The independence of these adaptive dimensions suggests that clinical practice must move toward domain-specific interventions. Key recommendations based on the findings and latest literature [
7,
8,
16] include the following:
- (1)
Targeted Body Image Support: Ensuring access to prosthetic counseling and psychological strategies to manage changes in appearance, as appearance satisfaction indirectly supports recovery [
9].
- (2)
Intimate Health Guidance: Providing specific support for maintaining intimate relationships, as sexual function is a critical but often neglected dimension of well-being [
15].
- (3)
Holistic Nursing Care: Oncology nurses should play a pivotal role as educators and motivational support, addressing not just procedural needs but also the patient’s psychological comfort [
25,
26].
- (4)
Support Groups as “Social Mirrors”: Utilizing group settings to facilitate emotional insight and restore a sense of agency, helping women navigate cultural pressures regarding female appearance [
7,
14].
- (5)
Addressing Changing Sociocultural Expectations: Recognizing that societal standards and expectations regarding appearance, sexuality, and roles often shift for older or ill women, interventions should support the development of female identity while helping women navigate evolving notions of femininity.
The present study underscores the importance of considering cultural and sociocultural factors, as body image concerns and coping challenges are context-specific rather than universal. While globalization and internet access may produce similar patterns elsewhere, further research is needed. Future studies should integrate interventions that support the development of female identity while helping women navigate evolving societal standards of femininity, particularly among older or ill women.
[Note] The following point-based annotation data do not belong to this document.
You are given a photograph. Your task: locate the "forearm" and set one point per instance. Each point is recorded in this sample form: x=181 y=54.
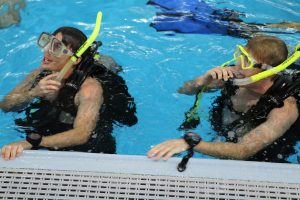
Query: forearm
x=20 y=96
x=66 y=139
x=223 y=150
x=16 y=100
x=200 y=83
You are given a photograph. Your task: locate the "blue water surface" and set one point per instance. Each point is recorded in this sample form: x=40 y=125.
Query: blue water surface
x=155 y=64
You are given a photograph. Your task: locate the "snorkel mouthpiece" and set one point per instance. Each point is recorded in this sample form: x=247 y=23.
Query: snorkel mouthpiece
x=270 y=72
x=82 y=49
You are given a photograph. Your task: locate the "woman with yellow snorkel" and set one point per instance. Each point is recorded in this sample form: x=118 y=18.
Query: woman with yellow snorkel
x=70 y=102
x=258 y=116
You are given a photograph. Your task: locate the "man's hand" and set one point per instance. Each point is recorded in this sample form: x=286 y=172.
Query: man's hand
x=13 y=150
x=167 y=149
x=47 y=86
x=212 y=79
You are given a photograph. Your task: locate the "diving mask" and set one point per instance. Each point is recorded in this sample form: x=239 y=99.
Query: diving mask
x=56 y=47
x=270 y=71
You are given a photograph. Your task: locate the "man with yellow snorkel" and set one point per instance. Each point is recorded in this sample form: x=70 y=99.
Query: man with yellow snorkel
x=70 y=102
x=258 y=111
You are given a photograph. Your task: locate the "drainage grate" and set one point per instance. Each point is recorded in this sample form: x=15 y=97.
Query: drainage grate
x=59 y=184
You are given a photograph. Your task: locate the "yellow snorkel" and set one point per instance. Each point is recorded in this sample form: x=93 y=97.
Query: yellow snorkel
x=82 y=49
x=272 y=71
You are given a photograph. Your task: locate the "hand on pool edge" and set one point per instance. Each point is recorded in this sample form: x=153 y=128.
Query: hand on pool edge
x=167 y=149
x=15 y=149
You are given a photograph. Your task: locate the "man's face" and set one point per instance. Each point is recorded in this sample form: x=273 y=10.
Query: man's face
x=52 y=62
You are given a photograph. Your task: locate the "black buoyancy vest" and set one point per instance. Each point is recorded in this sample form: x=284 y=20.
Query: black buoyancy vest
x=49 y=118
x=282 y=88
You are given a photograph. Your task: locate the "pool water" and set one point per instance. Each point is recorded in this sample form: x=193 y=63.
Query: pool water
x=155 y=64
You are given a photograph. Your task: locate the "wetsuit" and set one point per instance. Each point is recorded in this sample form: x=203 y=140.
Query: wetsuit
x=49 y=118
x=236 y=124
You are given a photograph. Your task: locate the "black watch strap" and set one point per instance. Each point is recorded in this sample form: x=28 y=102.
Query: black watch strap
x=34 y=139
x=192 y=139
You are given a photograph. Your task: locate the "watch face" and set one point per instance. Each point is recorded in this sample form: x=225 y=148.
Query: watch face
x=192 y=139
x=34 y=136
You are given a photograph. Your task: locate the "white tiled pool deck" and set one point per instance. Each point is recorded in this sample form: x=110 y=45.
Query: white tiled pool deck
x=73 y=175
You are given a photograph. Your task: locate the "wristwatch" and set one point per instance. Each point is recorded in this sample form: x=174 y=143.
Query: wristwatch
x=34 y=139
x=192 y=139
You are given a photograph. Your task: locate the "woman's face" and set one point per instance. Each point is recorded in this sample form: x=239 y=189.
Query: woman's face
x=51 y=62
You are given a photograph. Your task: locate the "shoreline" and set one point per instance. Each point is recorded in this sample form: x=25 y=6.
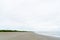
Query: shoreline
x=24 y=36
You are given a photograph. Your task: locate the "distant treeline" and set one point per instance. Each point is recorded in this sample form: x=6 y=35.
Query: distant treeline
x=11 y=31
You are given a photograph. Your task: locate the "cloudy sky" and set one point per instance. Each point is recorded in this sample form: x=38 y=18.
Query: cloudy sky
x=37 y=15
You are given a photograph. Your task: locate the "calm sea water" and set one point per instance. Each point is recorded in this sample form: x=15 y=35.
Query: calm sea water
x=49 y=33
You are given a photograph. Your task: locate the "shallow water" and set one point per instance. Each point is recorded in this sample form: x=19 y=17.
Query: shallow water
x=49 y=33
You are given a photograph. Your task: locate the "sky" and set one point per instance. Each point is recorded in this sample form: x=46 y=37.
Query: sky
x=32 y=15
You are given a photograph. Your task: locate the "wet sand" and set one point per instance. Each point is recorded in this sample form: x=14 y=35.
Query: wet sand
x=24 y=36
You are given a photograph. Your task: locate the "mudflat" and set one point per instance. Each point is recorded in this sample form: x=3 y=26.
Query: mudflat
x=24 y=36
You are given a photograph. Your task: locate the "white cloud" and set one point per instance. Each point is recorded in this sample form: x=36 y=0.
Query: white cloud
x=30 y=14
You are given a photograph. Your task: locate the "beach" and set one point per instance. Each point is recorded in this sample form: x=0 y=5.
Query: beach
x=24 y=36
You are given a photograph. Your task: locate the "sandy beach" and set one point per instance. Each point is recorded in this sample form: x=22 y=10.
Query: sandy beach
x=24 y=36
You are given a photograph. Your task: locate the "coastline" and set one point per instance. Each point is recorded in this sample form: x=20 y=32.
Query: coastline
x=24 y=36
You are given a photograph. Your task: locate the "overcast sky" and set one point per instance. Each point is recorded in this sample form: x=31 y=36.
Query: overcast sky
x=38 y=15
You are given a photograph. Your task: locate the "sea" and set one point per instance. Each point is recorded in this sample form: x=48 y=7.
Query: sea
x=49 y=33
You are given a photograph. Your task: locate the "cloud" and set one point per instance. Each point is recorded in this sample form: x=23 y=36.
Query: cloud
x=29 y=14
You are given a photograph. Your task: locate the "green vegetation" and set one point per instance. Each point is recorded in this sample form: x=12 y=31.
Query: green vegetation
x=11 y=31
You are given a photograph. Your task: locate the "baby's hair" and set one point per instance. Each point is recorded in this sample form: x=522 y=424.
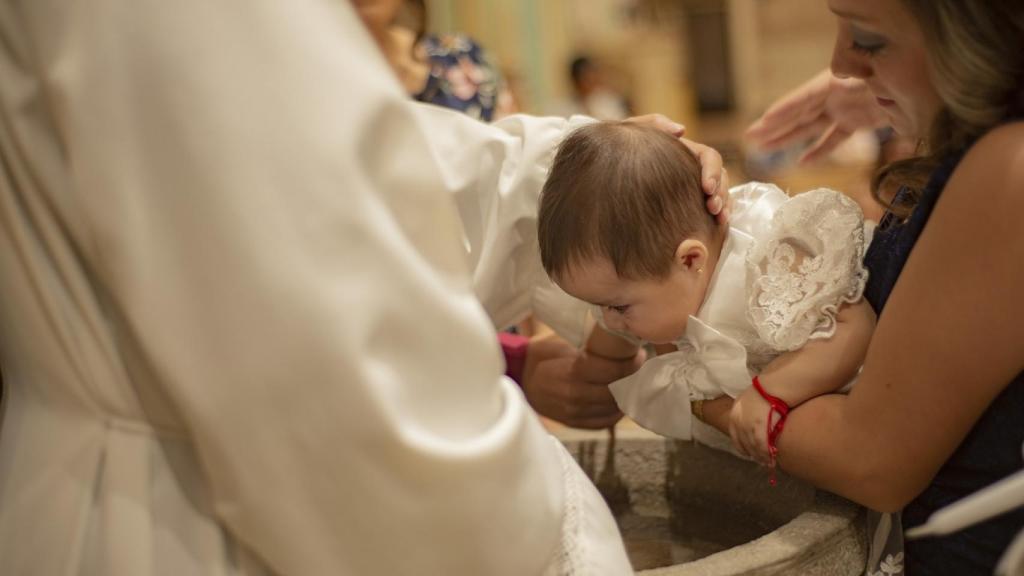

Approaches such as targeted body image support, intimate health guidance, holistic nursing care, and support groups as “social mirrors” may enhance coping and psychological adaptation in ways that are both personally meaningful and culturally sensitive, providing a comprehensive understanding of how sociocultural norms shape individual adjustment to illness.
Ultimately, fostering insight into these adaptive processes can empower patients to realign their lives with current needs, promoting resilience, recovery, and a sustained sense of well-being after a cancer diagnosis.